Pessimistic vs Optimistic Locking

To Nha Notes | May 3, 2021, 9:04 a.m.

In Concurrency Control theory, there are two ways you can deal with conflicts:

  • You can avoid them, by employing a pessimistic locking mechanism (e.g. Read/Write locks, Two-Phase Locking)
  • You can allow conflicts to occur, but you need to detect them using an optimistic locking mechanism (e.g. logical clock, MVCC)
Pessimistic locking

Both users will acquire a read (shared) lock on a table row upon reading it. Neither of them can change it until one releases the read lock they acquired. This is because a write operation requires a write (exclusive) lock acquisition, and read (shared) locks prevent write (exclusive) locks.

pessimistic_locking

For above diagram, Bob’s UPDATE blocks until Alice releases the shared lock she has acquired previously.

Optimistic Locking

Optimistic Locking allows a conflict to occur, but it needs to detect it at write time. We are going to use a version column to capture the read-time row snapshot information.

The version column is going to be incremented every time an UPDATE or DELETE statement is executed while also being used for matching the expected row snapshot in the WHERE clause.

pessimistic_locking

For above diagram, when reading the record, both users read its current version.
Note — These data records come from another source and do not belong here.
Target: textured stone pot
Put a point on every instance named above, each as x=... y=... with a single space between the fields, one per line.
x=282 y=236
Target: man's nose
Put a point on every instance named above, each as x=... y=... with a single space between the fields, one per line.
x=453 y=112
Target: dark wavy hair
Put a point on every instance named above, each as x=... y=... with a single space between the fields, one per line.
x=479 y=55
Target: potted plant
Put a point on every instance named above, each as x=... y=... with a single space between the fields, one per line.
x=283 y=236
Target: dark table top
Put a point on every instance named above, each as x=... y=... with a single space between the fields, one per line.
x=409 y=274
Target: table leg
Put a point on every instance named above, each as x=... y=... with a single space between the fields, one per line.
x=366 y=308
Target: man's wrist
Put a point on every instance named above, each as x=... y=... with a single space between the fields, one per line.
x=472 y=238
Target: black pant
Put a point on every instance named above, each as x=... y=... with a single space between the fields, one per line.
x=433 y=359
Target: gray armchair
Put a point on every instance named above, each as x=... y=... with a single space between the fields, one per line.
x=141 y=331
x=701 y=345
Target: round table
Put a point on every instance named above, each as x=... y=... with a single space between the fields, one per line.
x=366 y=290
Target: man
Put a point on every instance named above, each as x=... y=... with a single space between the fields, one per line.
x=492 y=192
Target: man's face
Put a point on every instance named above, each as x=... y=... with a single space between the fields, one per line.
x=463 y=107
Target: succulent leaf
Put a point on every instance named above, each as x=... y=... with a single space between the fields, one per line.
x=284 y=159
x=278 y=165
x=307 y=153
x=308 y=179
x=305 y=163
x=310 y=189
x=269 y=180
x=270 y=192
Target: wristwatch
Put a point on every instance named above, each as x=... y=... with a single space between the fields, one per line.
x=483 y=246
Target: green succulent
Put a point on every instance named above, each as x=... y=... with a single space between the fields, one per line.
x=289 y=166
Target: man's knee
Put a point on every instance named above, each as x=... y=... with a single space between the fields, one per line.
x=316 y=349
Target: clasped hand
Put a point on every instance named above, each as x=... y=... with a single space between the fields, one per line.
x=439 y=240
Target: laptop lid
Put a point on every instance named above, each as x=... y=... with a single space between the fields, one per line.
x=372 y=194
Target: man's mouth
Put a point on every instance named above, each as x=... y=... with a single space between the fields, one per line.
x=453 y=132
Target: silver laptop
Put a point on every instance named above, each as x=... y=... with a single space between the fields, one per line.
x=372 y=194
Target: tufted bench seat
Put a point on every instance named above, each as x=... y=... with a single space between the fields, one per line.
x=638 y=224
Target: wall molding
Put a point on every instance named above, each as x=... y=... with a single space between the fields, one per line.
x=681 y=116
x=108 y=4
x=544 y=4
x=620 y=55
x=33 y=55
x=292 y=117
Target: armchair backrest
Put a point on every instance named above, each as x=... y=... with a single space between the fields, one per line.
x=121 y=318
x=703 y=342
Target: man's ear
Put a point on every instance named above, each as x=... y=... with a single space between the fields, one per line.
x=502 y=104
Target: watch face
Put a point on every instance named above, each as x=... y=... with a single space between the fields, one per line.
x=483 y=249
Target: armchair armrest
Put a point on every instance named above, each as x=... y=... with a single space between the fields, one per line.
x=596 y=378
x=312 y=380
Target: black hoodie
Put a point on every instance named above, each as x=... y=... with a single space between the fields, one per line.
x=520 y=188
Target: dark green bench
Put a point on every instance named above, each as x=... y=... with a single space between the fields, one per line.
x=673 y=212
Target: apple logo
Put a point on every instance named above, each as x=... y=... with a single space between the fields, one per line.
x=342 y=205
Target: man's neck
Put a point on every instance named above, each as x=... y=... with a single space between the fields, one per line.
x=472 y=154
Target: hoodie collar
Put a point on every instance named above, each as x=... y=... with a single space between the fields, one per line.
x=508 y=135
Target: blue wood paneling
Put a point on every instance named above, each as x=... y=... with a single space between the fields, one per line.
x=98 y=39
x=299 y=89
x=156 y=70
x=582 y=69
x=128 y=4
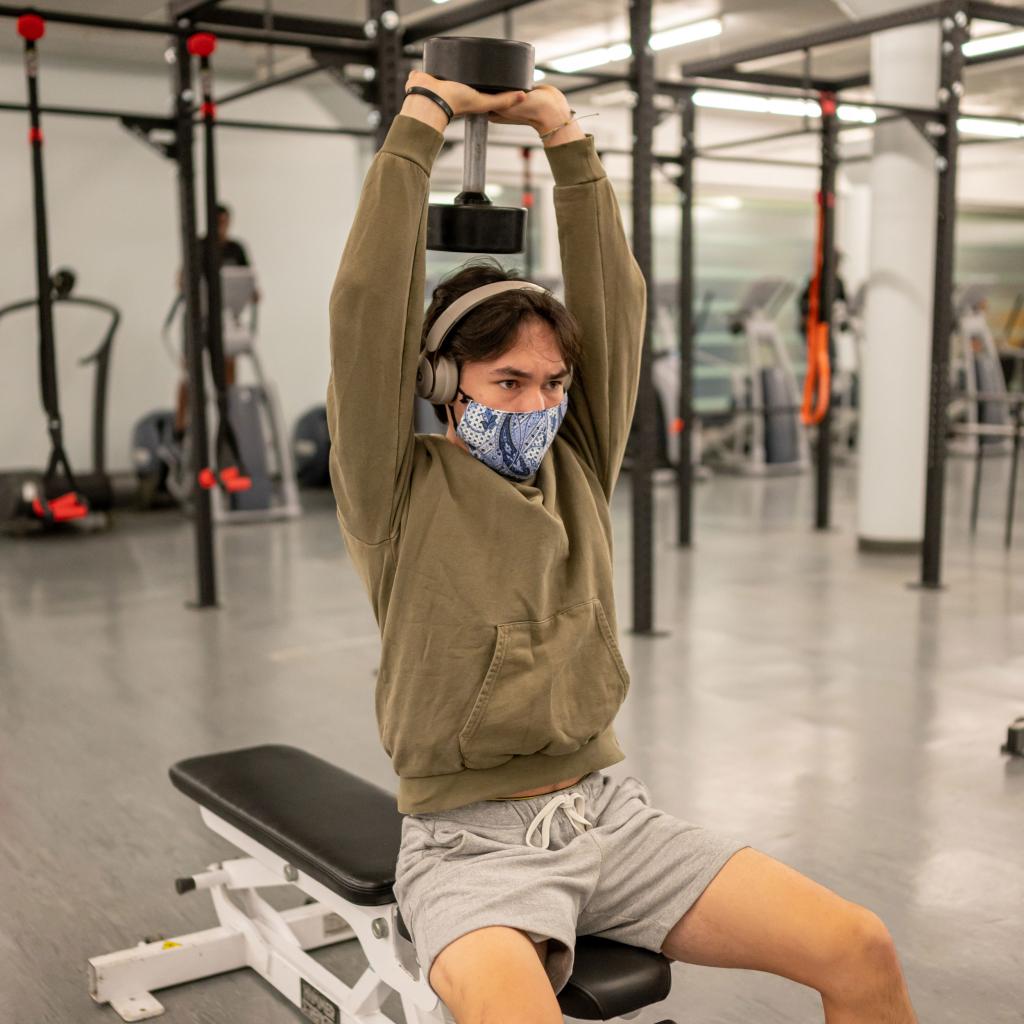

However, when Bob changes the account balance, he also changes the version from 1 to 2.

Afterward, when Alice wants to change the account balance, her UPDATE statement will not match any record since the version column value is no longer 1, but 2. Therefore, the UPDATE is going to return a value of 0, meaning that no record was changed, and the underlying data access framework will throw an OptimisticLockException that will cause Alice’s transaction to rollback.

So, the Lost Update is prevented by rolling back the subsequent transactions that are operating on state data.